The story begins with the boy named Jason (Michael Angarano) hanging around the elderly owner of a Chinese pawn shop (played by Chan) and spotting an ancient fighting staff; before he and we know what hit him he's in ancient China, where he must return the staff to its rightful owner, a godlike immortal (the Monkey King, played by Jet Li), who's been turned into stone by the Jade Warlord and won't be turned back until he gets whacked by the emperor's fighting staff. Naturally, the way to the Warlord's palace goes through the desert, and the mountains, and the river; in other words, it is a long commute. Fortunately, the young American encounters a drunken fighter (Chang again) and a monk (also Jet Li), and a beautiful young musician (Golden Sparrow), whose parents were killed by the Jade Warlord and now wants her vengeance.

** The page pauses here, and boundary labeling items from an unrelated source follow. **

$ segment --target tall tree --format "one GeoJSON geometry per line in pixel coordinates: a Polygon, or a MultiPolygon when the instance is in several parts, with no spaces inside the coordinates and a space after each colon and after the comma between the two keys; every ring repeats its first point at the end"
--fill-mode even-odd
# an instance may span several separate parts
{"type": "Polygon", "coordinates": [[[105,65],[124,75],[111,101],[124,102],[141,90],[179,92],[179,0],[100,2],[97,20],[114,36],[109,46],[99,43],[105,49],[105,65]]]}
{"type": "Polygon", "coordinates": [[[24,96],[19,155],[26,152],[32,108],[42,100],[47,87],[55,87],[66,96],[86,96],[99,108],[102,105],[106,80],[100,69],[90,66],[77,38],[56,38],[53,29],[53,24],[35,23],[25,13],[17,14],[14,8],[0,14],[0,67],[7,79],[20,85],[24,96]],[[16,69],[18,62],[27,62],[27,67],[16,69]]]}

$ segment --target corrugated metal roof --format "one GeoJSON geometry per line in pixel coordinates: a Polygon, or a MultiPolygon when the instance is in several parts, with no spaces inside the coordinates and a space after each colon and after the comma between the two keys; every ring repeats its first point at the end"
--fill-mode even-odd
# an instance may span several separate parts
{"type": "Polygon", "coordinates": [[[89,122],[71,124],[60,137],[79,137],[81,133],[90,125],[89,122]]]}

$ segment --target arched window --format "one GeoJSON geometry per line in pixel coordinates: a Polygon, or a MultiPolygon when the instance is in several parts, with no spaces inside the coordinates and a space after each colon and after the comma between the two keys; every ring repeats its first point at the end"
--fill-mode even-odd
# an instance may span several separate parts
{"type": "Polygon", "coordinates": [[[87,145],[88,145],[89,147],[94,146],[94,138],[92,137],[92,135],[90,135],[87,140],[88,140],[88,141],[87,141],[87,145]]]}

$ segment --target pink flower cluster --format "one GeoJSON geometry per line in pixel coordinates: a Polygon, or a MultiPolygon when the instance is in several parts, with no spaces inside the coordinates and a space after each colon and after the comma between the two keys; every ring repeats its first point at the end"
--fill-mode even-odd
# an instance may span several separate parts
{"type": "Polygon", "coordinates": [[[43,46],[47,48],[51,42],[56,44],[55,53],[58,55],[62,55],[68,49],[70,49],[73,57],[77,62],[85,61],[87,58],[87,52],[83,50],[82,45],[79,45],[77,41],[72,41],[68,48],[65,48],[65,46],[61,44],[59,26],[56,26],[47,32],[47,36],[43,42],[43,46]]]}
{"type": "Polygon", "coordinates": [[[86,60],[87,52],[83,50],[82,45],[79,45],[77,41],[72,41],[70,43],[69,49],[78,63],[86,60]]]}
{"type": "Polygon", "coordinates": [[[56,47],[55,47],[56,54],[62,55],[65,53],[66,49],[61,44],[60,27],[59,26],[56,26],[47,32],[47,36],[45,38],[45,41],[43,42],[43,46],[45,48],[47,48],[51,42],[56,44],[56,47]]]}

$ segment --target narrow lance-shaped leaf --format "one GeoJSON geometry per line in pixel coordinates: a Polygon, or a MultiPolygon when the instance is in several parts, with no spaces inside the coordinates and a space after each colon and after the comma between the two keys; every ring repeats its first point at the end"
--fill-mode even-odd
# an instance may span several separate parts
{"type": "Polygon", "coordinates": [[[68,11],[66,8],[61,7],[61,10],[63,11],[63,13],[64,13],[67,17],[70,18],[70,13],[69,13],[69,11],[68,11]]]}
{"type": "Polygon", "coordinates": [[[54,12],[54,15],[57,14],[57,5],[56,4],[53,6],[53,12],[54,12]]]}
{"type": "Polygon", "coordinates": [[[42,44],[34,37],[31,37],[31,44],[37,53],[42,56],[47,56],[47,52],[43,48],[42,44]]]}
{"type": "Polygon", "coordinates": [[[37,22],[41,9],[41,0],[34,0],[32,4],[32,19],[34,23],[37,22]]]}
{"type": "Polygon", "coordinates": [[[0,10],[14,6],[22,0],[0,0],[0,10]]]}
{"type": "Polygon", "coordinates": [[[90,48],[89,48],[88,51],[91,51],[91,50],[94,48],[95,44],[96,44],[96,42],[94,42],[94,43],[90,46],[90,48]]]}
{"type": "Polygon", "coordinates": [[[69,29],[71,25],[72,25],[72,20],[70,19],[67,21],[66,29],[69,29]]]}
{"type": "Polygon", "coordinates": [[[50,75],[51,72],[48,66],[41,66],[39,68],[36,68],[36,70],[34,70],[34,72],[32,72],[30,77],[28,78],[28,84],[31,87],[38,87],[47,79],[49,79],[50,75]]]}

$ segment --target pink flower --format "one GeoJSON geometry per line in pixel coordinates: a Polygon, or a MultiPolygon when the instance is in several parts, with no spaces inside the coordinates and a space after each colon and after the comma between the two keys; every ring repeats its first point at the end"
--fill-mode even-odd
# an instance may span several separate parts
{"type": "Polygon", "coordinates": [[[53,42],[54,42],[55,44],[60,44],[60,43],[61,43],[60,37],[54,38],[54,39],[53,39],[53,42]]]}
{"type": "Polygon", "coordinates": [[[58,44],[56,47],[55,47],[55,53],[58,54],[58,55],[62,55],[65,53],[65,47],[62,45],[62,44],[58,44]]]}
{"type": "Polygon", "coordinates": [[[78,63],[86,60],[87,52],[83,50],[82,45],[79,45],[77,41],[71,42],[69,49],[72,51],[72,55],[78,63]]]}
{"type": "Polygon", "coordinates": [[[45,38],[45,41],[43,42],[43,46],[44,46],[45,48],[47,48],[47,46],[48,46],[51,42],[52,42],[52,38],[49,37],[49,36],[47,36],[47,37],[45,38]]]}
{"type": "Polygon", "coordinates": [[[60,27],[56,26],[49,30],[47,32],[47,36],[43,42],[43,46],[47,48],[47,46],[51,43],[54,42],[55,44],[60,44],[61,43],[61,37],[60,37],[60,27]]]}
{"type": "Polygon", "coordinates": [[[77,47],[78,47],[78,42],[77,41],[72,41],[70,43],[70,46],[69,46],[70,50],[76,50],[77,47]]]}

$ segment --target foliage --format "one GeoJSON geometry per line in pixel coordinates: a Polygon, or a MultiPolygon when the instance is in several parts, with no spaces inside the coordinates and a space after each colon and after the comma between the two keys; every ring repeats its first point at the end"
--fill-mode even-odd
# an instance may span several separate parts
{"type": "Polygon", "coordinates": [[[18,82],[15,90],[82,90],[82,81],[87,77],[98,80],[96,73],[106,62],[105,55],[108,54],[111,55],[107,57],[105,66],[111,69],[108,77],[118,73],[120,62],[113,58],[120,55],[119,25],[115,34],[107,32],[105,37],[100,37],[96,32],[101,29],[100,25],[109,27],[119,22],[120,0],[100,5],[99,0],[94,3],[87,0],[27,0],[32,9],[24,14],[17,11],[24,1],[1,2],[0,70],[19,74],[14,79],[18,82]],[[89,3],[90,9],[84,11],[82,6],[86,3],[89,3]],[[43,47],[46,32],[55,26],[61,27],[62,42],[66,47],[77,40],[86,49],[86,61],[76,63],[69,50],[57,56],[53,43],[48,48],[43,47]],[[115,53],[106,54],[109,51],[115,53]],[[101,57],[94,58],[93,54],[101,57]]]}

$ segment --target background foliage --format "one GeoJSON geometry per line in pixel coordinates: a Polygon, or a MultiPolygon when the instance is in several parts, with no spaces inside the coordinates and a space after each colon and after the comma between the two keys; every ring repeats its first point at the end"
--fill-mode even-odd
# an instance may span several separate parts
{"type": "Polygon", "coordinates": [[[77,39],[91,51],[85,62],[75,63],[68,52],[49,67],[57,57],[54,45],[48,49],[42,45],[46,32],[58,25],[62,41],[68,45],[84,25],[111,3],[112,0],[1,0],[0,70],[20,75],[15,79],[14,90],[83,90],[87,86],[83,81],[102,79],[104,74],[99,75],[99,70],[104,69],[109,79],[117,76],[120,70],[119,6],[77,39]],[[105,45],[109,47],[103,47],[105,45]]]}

The four of them begin their journey, in the course of which the two fighters must teach Jason the elements of Kung Fu, naturally, so that he can fight the Jade Warlord's soldiers in the climactic encounter. The Jade warlord also has a white-haired witch on his side. The climactic fight is a bit drawn out, but it still is beautifully choreographed, as are all the fights, by Yuen Wo Ping, the master who did "Crouching Tiger" among other films. "The Forbidden Kingdom," which came without too much hype, turns out to be a well-spent two hours.